When I was profiling our game I noticed that our masks were quite big and thus resulting to overdraw not to mention breaking batching.
Masking in our game is quite simple, we have a water surface and anything below it should be hidden.

By "our masks" do you mean the objects with the water shader applied (which draws the object and additionally sets pixels below the water line to transparent), right? The term "mask" is a bit confusing here, given the shader code that follows it. Or do you have additional mask objects which are separate from the objects using the water shader?

We use SpriteMasks, which in some cases need to be huge.

It's the big rectangles towards the bottom of the screen.

And it takes 3 draw calls for a single spine mesh(2 for incrementing/decrementing stencil, 1 for mesh) if I am not mistaken.
With the shader it gets down to 1 draw for single spine mesh(usually our meshes have more than the maximum amount of vertices to batch them, so no gain there a part from a few small enemies.

WiseKodama написал

And it takes 3 draw calls for a single spine mesh(2 for incrementing/decrementing stencil, 1 for mesh) if I am not mistaken.

Why 2 draw calls per mask? It should only require a single draw call to render a mask into the stencil buffer. Or did I misunderstand you there?

What would make the most difference is whether you need to draw the mask once (one mask per skeleton), or only use a single mask for all your skeletons.

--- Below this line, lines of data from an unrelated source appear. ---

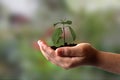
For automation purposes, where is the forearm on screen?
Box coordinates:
[94,51,120,73]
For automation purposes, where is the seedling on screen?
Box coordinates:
[52,20,76,49]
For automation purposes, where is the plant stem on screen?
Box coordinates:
[63,24,65,45]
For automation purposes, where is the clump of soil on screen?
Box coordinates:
[51,43,77,50]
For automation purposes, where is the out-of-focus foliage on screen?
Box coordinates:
[0,0,120,80]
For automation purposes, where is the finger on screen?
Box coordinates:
[38,40,55,60]
[56,57,83,69]
[56,47,81,57]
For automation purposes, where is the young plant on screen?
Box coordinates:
[52,20,76,46]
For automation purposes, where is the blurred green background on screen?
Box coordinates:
[0,0,120,80]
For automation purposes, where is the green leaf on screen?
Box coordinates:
[68,26,76,41]
[52,28,62,44]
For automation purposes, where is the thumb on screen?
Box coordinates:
[56,47,79,57]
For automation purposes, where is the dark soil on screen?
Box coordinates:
[51,43,77,50]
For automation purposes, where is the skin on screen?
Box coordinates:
[38,40,120,74]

It is a fake perspective, therefore one global mask would not suffice, since they are on different Z/Y positions.

First one has increment, then spine mesh, then decrement.
3 drawcalls per skeleton in our case. Unless we are doing something wrong.

WiseKodama написал

It is a fake perspective, therefore one global mask would not suffice, since they are on different Z/Y positions.

I see, thanks for the clarification.

One more solution that comes to my mind is to have an oblique water plane object (intersecting skeletons where the water surface would be) which only renders to the Z-Buffer just before your to-be-masked skeleton objects. Depending on your requirements regarding the water shape, skeleton placement and so on this might however not be a viable option.

WiseKodama написал

First one has increment, then spine mesh, then decrement.
3 drawcalls per skeleton in our case. Unless we are doing something wrong.

Ah, thanks for the screenshot, I never noticed the two passes per mask before. This makes sense when each mask shall only affect a set of objects and then must have its effect cleared from the stencil buffer again (since clearing the entire stencil buffer is not an option because of other masks).